Bukan di hadapanku, melainkan di hadapan seluruh keluargaku. Aku tak berani
menengadahkan pandanganku.
Seketika
itu juga perasaanku bagai luruh. Namun bukan hilang begitu saja tak berbekas,
melainkan meninggalkan bekas baru pada perasaanku. Sesuatu yang rasanya begitu
indah dan pantas. Sesuatu yang tak pernah kubayangkan sebelumnya akan begitu
indahnya. Sungguh akupun tak tahu apa yang telah mengalir dalam diriku saat
itu.
Bahkan
aku tak berani menatap matanya. Padahal biasanya aku bisa berlama-lama
menikmati indah wajah dan senyuman hangatnya. Saat itu aku merasa berdosa.

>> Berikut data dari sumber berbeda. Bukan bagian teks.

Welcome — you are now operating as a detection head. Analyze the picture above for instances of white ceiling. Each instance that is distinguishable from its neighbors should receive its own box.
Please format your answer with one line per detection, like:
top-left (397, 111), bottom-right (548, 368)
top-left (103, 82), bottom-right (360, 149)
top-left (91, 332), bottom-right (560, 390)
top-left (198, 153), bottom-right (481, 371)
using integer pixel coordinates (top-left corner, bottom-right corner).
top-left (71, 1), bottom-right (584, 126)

Betapa tidak sopannya perlakuanku padanya selama ini. Aku teringat pernah suatu
kali dia berkata, “Ngapain sih ngeliatin
gitu? Gak sopan tau!” ternyata inilah yang ia maksud. Aku langsung merasa
malu dan tak berani mengangkat wajahku.
Seharusnya
dari dulu aku lebih mampu menjaga pandanganku. Aku harus mampu mengendalikan
hasratku. Dia yang telah datang dalam hidupku tak semata-mata dengan tangan
kosong. Namun, Allah telah memutuskan kehadirannya dalam hidupku untuk membawa
suatu kebaikan.
Betapa
aku sangat menyadari bahwa dia telah datang menawarkan kebaikan padaku dengan
segala caranya sendiri. Entah ada yang aku lewatkan, aku abaikan atau aku
sadari. Dalam sekejap hari ini aku makin menyadari bahwa apa yang dia katakan
dari dulu adalah apa yang dia harapkan bagiku.
Aku
hanya bisa tertunduk penuh syukur. Terima kasih ya Allah. Atas izinMu, semua
hal baik ini terjadi. Dia mengkhitbahku.